Saving your money is still a great habit.

Save money! Yes, it is true that savings over decades won’t outpace inflation or a strong investment portfolio, BUT saving is still a great strategy. I am a saver; I save even now always and forever. Cash in the bank is a part of my own independence philosophy. Whilst inflation is a scary word it should not scare or deter us from holding cash. You will see these graphs about cash being eroded by inflation but don’t let that create fear. If it came down to not investing having a savings plan is still a great wealth builder. I have always held cash; it has not swayed my decision. I still have similar purchasing power. In fact, I brought a property next to one I owned from 2009 and paid less for it now 14 years later!

Emergency funds play an important role.

Cash and an emergency fund can be treated similarly all though the later is a no-go zone locked away for a rainy day. Keeping 6 – 12 months aside is a very good idea before starting to invest. Risk comes with the investing territory so having a buffer to carry on life is a wise move. If you get laid off or have a few down months (even years) all though painful it is not the end. I have cash reserves, but they can be deployed if opportunity arises, the emergency fund is locked away usually in a low interest vehicle to at least earn something. Investing is about the future; an Emergency Fund is also a hedge against the unknown future. Stuff happens, in my own experiences I’ve leaned on my Emergency fund several times. It is better to have one and not need it than to need it and not have one.  

Debt is the worst destroyer of wealth.

Debt is the killer. Car loans, education loans, credit cards and even your house should be paid off. Most debt is dead money that can be used to produce better returns elsewhere. Paying of high interest accruing accounts and freeing up those reoccurring payments is a great decision. I am bias because I am anti debt and avoid it like the plague, I want to own all I have as that is a part of my wealth and investing strategy. (Before I am criticised, I have danced with the banks with levels of debt that would make most people have a heart attack, when I was in the property sector). Reducing your liabilities is still a wealth building tool that should be considered prior to putting capital into investments.

Max out retirement funds.

If you have employer contribution funds (pending where you are in the world) then maximise those. They are great vehicles to help you work towards your retirement goals. They are also tax effective, and it is a good way to invest and save at the same time.  

Understanding the basics before investing.

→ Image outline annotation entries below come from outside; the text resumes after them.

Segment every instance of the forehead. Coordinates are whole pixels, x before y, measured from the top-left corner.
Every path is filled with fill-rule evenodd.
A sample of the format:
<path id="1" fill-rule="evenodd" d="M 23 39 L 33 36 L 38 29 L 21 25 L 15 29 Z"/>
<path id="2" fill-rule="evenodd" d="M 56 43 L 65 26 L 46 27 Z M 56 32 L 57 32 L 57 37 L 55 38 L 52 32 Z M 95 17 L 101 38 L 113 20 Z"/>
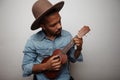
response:
<path id="1" fill-rule="evenodd" d="M 56 21 L 59 21 L 60 19 L 61 19 L 61 17 L 58 12 L 52 13 L 45 17 L 46 22 L 51 23 L 51 24 Z"/>

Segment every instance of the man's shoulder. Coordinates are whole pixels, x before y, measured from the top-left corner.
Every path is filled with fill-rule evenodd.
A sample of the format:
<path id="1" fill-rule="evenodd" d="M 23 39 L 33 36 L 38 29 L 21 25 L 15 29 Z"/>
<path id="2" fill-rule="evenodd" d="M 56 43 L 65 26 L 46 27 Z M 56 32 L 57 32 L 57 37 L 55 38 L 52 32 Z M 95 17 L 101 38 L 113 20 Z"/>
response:
<path id="1" fill-rule="evenodd" d="M 39 32 L 32 34 L 29 40 L 38 40 L 39 38 L 42 38 L 42 37 L 43 37 L 43 32 L 39 31 Z"/>
<path id="2" fill-rule="evenodd" d="M 63 36 L 71 36 L 71 33 L 67 30 L 62 30 L 62 33 L 61 33 Z"/>

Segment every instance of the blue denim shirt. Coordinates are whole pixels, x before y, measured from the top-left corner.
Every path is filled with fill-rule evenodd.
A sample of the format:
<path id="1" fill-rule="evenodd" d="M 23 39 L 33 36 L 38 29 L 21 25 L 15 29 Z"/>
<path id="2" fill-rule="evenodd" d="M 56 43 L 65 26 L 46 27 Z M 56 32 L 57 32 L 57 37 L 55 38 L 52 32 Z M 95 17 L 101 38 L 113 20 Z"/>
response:
<path id="1" fill-rule="evenodd" d="M 30 76 L 32 74 L 32 67 L 34 64 L 40 64 L 45 57 L 52 55 L 55 49 L 63 49 L 72 39 L 72 35 L 62 30 L 61 36 L 56 37 L 55 40 L 49 40 L 43 31 L 32 35 L 28 40 L 24 48 L 24 57 L 22 63 L 23 77 Z M 60 75 L 55 80 L 69 80 L 69 62 L 82 61 L 82 54 L 78 59 L 74 58 L 74 46 L 69 50 L 68 62 L 62 65 Z M 49 80 L 43 73 L 36 74 L 38 80 Z"/>

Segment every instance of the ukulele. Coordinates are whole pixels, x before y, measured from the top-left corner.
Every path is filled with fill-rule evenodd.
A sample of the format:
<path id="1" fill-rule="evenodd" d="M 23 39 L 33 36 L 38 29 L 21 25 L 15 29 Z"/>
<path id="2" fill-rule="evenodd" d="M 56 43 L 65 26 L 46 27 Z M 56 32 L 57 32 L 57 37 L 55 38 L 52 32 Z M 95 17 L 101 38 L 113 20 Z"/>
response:
<path id="1" fill-rule="evenodd" d="M 90 28 L 88 26 L 84 26 L 83 28 L 81 28 L 81 30 L 78 32 L 78 34 L 75 37 L 78 38 L 82 38 L 85 34 L 87 34 L 90 31 Z M 61 63 L 64 64 L 67 60 L 67 55 L 66 53 L 69 51 L 69 49 L 74 45 L 74 41 L 73 39 L 62 49 L 56 49 L 52 56 L 54 55 L 58 55 Z M 52 57 L 46 57 L 43 59 L 42 63 L 47 62 L 47 60 Z M 58 75 L 59 75 L 60 70 L 46 70 L 43 73 L 45 74 L 45 76 L 49 79 L 55 79 Z"/>

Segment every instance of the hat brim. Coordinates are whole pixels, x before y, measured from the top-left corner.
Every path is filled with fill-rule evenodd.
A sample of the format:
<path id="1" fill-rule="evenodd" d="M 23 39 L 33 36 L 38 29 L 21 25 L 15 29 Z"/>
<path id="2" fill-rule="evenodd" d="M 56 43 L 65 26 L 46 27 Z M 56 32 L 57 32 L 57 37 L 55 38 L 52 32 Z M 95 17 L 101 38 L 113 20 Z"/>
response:
<path id="1" fill-rule="evenodd" d="M 31 30 L 36 30 L 38 28 L 40 28 L 40 22 L 41 19 L 47 14 L 49 13 L 51 10 L 56 9 L 58 12 L 62 9 L 64 5 L 64 1 L 58 2 L 55 5 L 53 5 L 51 8 L 49 8 L 48 10 L 44 11 L 31 25 Z"/>

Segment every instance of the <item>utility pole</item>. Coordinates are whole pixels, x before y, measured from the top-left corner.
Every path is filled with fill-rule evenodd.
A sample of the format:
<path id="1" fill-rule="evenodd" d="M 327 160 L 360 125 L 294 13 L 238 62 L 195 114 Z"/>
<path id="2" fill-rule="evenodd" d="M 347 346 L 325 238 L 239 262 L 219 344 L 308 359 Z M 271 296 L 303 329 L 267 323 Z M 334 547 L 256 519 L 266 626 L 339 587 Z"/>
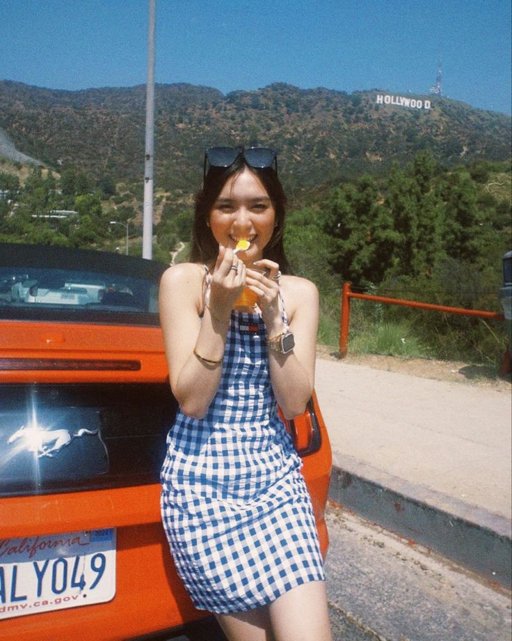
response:
<path id="1" fill-rule="evenodd" d="M 147 84 L 146 86 L 146 143 L 144 161 L 144 212 L 142 257 L 153 255 L 153 150 L 154 142 L 154 3 L 149 0 L 147 29 Z"/>

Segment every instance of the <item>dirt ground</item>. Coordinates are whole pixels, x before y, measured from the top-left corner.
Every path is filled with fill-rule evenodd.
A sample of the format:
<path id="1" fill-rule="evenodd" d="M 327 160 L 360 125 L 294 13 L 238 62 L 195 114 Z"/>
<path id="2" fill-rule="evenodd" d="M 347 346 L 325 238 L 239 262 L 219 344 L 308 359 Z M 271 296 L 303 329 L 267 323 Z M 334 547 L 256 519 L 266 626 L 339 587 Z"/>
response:
<path id="1" fill-rule="evenodd" d="M 318 358 L 337 360 L 337 351 L 325 345 L 317 348 Z M 424 358 L 401 358 L 396 356 L 381 356 L 376 354 L 349 354 L 346 363 L 367 365 L 375 369 L 397 371 L 413 376 L 433 378 L 438 380 L 452 380 L 456 383 L 485 386 L 501 392 L 510 393 L 511 374 L 503 378 L 488 365 L 472 365 L 459 361 L 440 361 Z"/>

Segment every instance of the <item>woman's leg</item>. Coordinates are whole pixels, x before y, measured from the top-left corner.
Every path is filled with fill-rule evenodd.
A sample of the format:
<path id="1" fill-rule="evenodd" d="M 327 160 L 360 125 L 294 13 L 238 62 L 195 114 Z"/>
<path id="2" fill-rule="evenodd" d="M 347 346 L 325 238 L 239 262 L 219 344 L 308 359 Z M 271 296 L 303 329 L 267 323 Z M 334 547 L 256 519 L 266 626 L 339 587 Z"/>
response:
<path id="1" fill-rule="evenodd" d="M 323 581 L 294 587 L 269 609 L 275 641 L 332 641 Z"/>
<path id="2" fill-rule="evenodd" d="M 275 641 L 266 605 L 215 617 L 230 641 Z"/>

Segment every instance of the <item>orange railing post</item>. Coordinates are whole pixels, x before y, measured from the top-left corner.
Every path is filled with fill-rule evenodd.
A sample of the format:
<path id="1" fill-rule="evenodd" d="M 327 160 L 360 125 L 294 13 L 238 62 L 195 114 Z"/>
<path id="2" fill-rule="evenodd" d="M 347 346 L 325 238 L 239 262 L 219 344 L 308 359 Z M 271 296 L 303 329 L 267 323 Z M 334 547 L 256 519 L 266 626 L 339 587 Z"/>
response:
<path id="1" fill-rule="evenodd" d="M 350 325 L 350 283 L 344 283 L 342 291 L 342 315 L 339 319 L 339 357 L 346 356 L 349 348 L 349 327 Z"/>

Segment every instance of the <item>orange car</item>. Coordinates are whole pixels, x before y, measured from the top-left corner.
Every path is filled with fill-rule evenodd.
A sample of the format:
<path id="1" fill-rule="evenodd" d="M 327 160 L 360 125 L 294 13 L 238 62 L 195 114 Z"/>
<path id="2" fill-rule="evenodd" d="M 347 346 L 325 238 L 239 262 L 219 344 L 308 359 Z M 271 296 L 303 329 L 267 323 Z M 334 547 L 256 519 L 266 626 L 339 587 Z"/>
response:
<path id="1" fill-rule="evenodd" d="M 166 267 L 0 243 L 1 641 L 218 629 L 199 621 L 160 520 L 177 406 L 157 313 Z M 330 448 L 314 396 L 289 428 L 325 554 Z"/>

This will be covered in the next topic and is the foundation of what we discuss in this blog. It is important to be mentioned here as well just as a prompt. If you are looking to invest start reading, getting educated and understand the playing field. This will also help drive your own investment strategy if you at least have an idea about what is available and the purpose of it. Whilst I believe failing is a great educator to learn from mistakes, investing won’t give you too many chances to start over if you get it wrong.

In summary…

After all of this if you feel you have a great handle on your personal financial affairs and are ready to invest then let’s explore further. Of course you can skip these prompts, this is not a MUST do, it simply is a guide of what may be a better low risk-reward alternative than investing.